Vancouver’s DOXA Documentary Film Festival (May 2–12) will feature extraordinary stories from across Canada with a selection of five deeply personal National Film Board of Canada (NFB) produced and co-produced documentaries.

Winnipeg directors Natalie Baird and Toby Gillies’ Don’t Let the Sun Catch You Crying makes its world premiere at DOXA. In this animated short doc, Edith Almadi’s imagination transcends grief, revealing a vibrant world of art where love endures.

The festival’s Closing Night film will be BC premiere Any Other Way: The Jackie Shane Story (Banger Films/NFB) by Toronto directors Michael Mabbott and Lucah Rosenberg-Lee. A lost R&B star who eclipsed Etta James and Little Richard, trans soul singer Jackie Shane blazed an extraordinary trail.
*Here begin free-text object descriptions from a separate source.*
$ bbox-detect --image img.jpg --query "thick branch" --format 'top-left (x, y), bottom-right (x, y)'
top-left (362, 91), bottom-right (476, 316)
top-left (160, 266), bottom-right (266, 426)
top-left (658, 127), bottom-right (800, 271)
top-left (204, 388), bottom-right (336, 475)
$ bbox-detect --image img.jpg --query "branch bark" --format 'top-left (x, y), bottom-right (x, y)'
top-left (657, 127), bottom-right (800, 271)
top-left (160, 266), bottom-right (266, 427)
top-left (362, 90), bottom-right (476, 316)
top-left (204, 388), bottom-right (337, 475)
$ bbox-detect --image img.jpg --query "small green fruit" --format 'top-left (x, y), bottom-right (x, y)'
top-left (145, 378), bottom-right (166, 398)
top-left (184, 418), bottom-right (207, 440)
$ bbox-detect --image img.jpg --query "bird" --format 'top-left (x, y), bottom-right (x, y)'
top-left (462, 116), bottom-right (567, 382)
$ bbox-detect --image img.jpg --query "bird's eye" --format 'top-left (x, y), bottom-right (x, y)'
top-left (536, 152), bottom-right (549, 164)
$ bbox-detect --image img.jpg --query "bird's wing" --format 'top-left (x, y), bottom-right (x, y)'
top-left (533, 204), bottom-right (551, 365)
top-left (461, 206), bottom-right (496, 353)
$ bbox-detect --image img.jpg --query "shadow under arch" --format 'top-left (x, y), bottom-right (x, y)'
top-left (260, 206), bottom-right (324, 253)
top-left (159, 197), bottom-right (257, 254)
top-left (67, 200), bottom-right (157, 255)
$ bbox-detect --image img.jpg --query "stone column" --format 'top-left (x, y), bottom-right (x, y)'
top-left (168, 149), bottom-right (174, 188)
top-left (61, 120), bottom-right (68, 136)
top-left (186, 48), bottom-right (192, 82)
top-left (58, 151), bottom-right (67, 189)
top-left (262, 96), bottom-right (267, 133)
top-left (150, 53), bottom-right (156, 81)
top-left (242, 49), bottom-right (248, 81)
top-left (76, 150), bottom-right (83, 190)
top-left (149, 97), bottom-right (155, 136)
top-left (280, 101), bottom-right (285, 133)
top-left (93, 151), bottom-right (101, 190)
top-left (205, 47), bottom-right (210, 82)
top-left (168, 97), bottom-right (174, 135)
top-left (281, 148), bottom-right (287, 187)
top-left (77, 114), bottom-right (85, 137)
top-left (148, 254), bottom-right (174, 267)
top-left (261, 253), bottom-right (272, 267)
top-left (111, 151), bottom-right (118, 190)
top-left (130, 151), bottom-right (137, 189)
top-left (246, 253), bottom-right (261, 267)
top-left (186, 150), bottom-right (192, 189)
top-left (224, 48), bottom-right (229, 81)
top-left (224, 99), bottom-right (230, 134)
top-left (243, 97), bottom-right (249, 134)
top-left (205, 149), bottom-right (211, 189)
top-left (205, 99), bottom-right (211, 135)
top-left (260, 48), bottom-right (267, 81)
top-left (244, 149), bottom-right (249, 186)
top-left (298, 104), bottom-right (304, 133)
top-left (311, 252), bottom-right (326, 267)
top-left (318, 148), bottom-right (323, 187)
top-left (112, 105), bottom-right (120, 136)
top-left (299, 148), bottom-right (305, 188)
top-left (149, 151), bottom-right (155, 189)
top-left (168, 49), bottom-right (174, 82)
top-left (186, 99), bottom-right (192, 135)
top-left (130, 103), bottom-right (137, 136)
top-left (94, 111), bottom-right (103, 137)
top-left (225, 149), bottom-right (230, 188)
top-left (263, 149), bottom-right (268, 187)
Forty years after vanishing from public view, this 20th-century icon finally gets her second act.

DOXA will feature the North American premiere of the immersive documentary fable A Man Imagined by Brian M. Cassidy and Melanie Shatzky, an intimate and hallucinatory portrait of a man with schizophrenia.

There are also two more BC premieres:

In Montreal director Eisha Marjara’s short doc Am I the skinniest person you’ve ever seen? (Compass Productions/9466-7565 Québec/NFB), dieting together seems like fun for two sisters—until their project takes a dark turn.

The hybrid feature doc Wilfred Buck (Door Number 3 Productions/NFB) by Toronto-based Anishinaabe filmmaker Lisa Jackson follows the journey of charismatic and irreverent Cree Elder Wilfred Buck, who overcomes a harrowing history to reclaim ancestral star knowledge and ceremony.